Chemical structure of the compounds studied.

Several mechanisms can contribute to the observed antimutagenic properties of CHL. Because CHL is an antioxidant, its ability to scavenge ROIs may be responsible for the reduction in mutagenicity of at least those mutagens for which activity is directly or indirectly mediated by ROIs [19–22]. Another mechanism that has been advanced was based on the observation that CHL reacts directly with active groups of mutagens, resulting in their neutralization [19,22,23]. Still another mechanism to account for the antimutagenic property of CHL was explained by the formation of heterologous complexes with mutagens [3,4,9]. The latter mechanism was postulated based on the observation that CHL was most effective in reducing mutagenicity in the case of polycyclic compounds with flat aromatic structures [5,11,24]. According to this mechanism, the complexes are maintained by stacking interactions that involve π–π bonds between the porphyrin ring of CHL and aromatic rings of the mutagens [4]. The formation of the complexes in aqueous solution sequesters free mutagen molecules, leads to a reduction in their concentration in a monomer (active) form, and thereby lowers their accessibility to the cell that results in decreased mutagenic activity.

The present study was aimed to reveal whether CHL forms complexes with three different heterocyclic aromatic compounds: acridine orange (AO), quinacrine mustard (QM) and doxorubicin (Dox; Fig. 1). Each of these agents binds to DNA by intercalation and can be mutagenic [25–28]. QM, in addition, can alkylate nucleic acids. AO and QM are used in analytical cytology as DNA (AO, QM) and RNA (AO) fluorochromes [29]. Dox is an antitumor drug of the anthracyclin family that is widely used to treat different types of solid tumors and leukemias.

2. Experimental

2.1. Reagents

Chlorophyllin (sodium–copper salt), AO (CI 46005; 3,6-bis[dimethylamino]acridine hydrochloride), QM {2-methoxy-chloro-9-[4(β-chloroethyl) amino-1-methylbutylamino]acridine} and doxorubicin hydrochloride all were purchased from Sigma Chemical Co (St. Louis, MO, USA). Tris-(hydroxymethyl)-aminomethane was obtained from Fluka (Switzerland). HCl was provided by Polish Chemical Reagents Co (Gliwice, Poland). All reagents were used without additional purification.
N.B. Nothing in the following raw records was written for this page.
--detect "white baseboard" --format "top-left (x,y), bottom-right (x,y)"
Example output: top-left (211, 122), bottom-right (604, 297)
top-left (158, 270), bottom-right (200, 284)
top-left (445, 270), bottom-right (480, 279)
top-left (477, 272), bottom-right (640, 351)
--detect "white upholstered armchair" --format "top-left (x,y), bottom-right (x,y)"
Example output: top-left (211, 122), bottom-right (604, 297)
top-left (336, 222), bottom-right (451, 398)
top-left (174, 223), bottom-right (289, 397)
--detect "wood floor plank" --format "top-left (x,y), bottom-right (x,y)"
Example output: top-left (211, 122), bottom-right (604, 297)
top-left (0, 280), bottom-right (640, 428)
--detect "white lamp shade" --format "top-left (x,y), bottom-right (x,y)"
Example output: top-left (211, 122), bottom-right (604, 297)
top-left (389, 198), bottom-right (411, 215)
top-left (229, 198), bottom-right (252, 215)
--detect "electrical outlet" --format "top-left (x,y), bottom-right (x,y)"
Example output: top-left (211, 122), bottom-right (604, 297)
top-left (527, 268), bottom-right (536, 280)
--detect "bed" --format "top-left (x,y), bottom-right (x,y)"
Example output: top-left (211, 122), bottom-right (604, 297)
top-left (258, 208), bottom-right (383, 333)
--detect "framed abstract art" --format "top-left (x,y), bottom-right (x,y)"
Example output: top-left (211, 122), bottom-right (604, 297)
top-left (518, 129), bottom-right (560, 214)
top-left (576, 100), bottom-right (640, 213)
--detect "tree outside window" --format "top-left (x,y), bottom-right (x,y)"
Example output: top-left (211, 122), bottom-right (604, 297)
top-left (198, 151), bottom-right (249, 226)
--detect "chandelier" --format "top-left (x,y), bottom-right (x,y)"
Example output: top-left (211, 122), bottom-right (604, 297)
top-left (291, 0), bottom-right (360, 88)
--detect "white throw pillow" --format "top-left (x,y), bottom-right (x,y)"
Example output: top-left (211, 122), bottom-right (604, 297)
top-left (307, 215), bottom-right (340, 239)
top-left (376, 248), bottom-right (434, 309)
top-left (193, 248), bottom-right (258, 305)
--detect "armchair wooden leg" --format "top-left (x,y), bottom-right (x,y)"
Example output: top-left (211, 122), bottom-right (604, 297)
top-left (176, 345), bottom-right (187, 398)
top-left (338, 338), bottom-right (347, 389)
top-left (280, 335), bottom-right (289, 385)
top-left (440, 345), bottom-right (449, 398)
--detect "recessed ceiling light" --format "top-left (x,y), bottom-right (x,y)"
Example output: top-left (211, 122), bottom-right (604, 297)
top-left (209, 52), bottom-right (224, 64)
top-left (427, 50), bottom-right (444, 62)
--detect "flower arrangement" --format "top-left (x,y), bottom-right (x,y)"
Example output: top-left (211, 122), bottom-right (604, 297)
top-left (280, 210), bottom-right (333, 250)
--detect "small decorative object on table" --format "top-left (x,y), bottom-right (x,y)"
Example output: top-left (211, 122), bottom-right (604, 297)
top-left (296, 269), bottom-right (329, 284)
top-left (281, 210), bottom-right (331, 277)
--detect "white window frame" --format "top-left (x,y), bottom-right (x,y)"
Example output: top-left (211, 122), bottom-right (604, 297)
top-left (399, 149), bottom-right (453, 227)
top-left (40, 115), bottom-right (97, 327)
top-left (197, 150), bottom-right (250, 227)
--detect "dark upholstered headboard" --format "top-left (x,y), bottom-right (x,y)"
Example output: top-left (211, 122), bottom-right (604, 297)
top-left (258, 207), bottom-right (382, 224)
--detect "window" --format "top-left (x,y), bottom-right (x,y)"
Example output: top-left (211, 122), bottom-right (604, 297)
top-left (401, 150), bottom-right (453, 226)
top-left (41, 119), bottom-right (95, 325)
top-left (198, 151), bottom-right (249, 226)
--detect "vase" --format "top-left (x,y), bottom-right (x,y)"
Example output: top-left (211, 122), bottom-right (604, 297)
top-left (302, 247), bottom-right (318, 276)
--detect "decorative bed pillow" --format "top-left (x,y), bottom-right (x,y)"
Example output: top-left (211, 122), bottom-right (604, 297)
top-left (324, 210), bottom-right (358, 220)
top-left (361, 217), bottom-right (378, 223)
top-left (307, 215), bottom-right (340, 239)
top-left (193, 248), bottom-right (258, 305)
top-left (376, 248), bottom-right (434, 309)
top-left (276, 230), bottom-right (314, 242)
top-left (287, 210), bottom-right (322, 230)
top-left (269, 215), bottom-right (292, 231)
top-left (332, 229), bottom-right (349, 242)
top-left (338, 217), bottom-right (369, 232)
2.2. Absorption measurements

Absorption spectral measurements were carried out on Cary 300 spectrophotometer (Varian, Australia). Solutions of individual mutagens were prepared in 30 mM Tris–HCl at pH 7.4. These solutions, maintained at constant mutagen concentration (AO, 3×10^–6–5×10^–6 M; QM, 4.5×10^–6–7×10^–6 M; Dox, 6×10^–6–8×10^–6 M) were titrated with CHL to obtain increasing final CHL concentration from 3×10^–7 to 4×10^–5 M. The solutions were freshly prepared before each measurement. Because of the photosensitivity of the reagents studied (particularly CHL) the solutions were protected from light. The association constants K_a and the absorption spectra of the complexes were numerically estimated using a linear regression fit according to Eq. (1). The least sums of squares of deviations between the measured and computed absorption spectra were used. The data indicated 1:1 stoichiometry of the mutagen to CHL within the complexes in the concentration ranges studied.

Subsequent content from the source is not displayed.